No sentido divinatório, o Seis de Copas anuncia um período de serenidade que resulta das experiências dos sonhos do passado. Al­gumas vezes, um antigo amor volta do passado ou o sonho de um desejo antigo parece ser realizável em um futuro próximo. A cegueira própria do estado de "estar apaixonado" solidificou-se e, apesar de o passado parecer maravilhoso, mas irrevogavelmente perdido, uma parte de sua promessa surge no presente, temperada e reforçada. Essa carta implica a nostalgia a respeito do passado, mas com uma diferença: o passado pode levar ao futuro e o sonho passa a ser possível, e até próximo de realização.


10- [resultado final] O Nove de Copas

A carta Nove de Copas retrata o momento de felicidade quando Psique é resgatada do Submundo e reunida a Eros. Em um rochedo cercado pelo mar, Psique e Eros portam guirlandas de flores e se confrontam de braços dados. Ao lado, Afrodite olha bondosa­mente para os dois, levantando uma taça e abençoando essa união.
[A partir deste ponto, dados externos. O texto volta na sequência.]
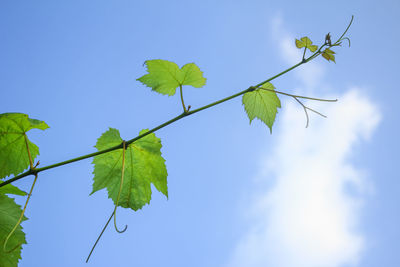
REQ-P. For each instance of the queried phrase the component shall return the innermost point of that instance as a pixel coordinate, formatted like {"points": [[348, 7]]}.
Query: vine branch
{"points": [[34, 171]]}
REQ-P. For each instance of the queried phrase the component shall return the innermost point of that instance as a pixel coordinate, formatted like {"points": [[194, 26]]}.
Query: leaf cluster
{"points": [[127, 169]]}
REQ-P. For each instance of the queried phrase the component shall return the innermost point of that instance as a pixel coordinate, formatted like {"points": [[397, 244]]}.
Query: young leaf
{"points": [[262, 104], [165, 76], [306, 42], [10, 189], [13, 151], [9, 215], [329, 55], [143, 165]]}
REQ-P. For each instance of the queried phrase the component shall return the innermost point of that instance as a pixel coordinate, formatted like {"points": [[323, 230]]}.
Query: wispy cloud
{"points": [[310, 217]]}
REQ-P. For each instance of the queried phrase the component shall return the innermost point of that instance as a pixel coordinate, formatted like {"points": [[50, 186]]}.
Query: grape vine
{"points": [[127, 168]]}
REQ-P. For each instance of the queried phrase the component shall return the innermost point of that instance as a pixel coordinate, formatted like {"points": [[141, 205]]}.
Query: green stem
{"points": [[183, 103], [184, 114]]}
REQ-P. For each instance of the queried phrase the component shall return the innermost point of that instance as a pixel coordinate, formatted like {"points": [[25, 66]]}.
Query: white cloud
{"points": [[308, 217]]}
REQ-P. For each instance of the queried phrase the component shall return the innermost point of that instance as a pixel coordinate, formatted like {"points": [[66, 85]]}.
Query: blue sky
{"points": [[322, 196]]}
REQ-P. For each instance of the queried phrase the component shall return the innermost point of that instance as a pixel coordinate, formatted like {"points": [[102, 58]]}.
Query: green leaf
{"points": [[329, 55], [144, 166], [9, 215], [13, 152], [165, 76], [306, 42], [10, 189], [262, 104]]}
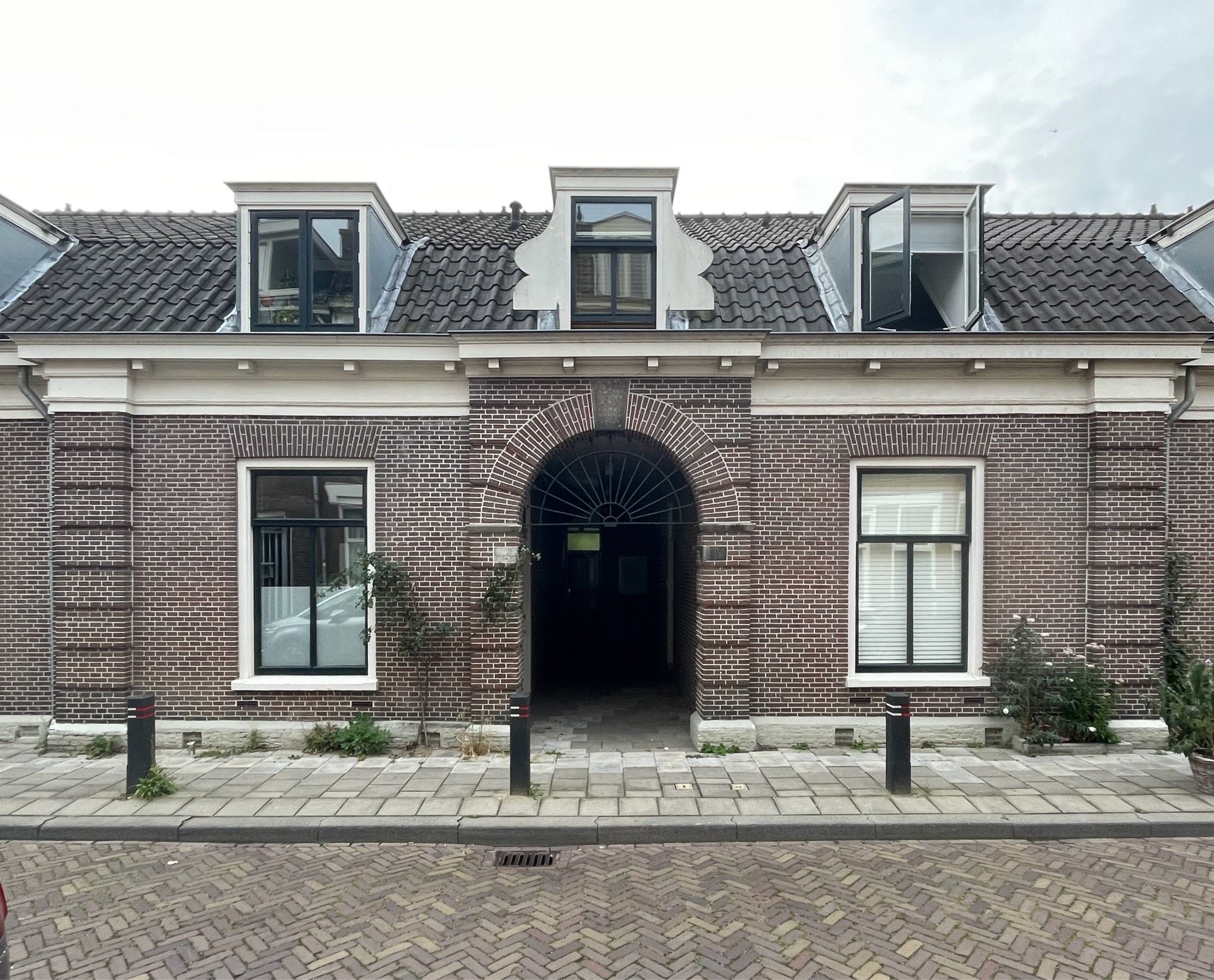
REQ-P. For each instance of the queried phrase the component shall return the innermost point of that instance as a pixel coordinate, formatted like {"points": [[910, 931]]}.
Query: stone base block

Abaixo deles, seis taças douradas estão cuidadosamente arrumadas em comemoração à reunião dos amantes.

O Nove de Copas é a carta do desejo que representa a satisfação e a realização de um sonho emocional. Psique e Eros estão finalmente reunidos no mútuo amor honesto. Cada um, à sua maneira, traiu o outro e sabe em nível profundo quem é o parceiro; e compre­enderam e perdoaram-se mutuamente. É por isso que Afrodite aben­çoa a união, pois o poder do amor incondicional humano pode afetar até os deuses. Esse momento extático de realização, diferentemente da comemoração inicial do Três de Copas, foi realmente merecido, não pela força, pela vontade ou pela manipulação emocional, ou ain­da pela proclamação exagerada do auto-sacrifício, mas pelo seguro comprometimento interior assumido pelo único ser humano da história. Tudo o que Psique fez e realizou foi em fidelidade ao seu próprio sentimento. E, dessa forma, ela adquiriu o direito de reivindicar o seu marido divino, fazendo com que até os deuses se envergonhassem.

Esse segundo encontro é o autêntico casamento de Eros e Psique, sugerindo o que essa união pode vir a ser, pois ela não surge do simples estado de "estar apaixonado", mas do comprometimento tanto ao amor quanto ao ressentimento, à traição, à separação, ao desespero e à possibilidade da desistência, se for necessária. Isso é raro, pois a jornada de Copas não diz respeito a "estar apaixonado e viver feliz para sempre", para logo se separar quando o amado decepcio­na. Na realidade, trata-se de uma jornada interior ao encontro de um compromisso com os nossos próprios valores de sentimento e, portanto, é uma união tanto interior quanto exterior.

No sentido divinatório, o Nove de Copas anuncia um período de prazer e de satisfação, e a realização de um desejo almejado. Ele representa a recompensa pelos esforços empregados e a validação do nosso comprometimento.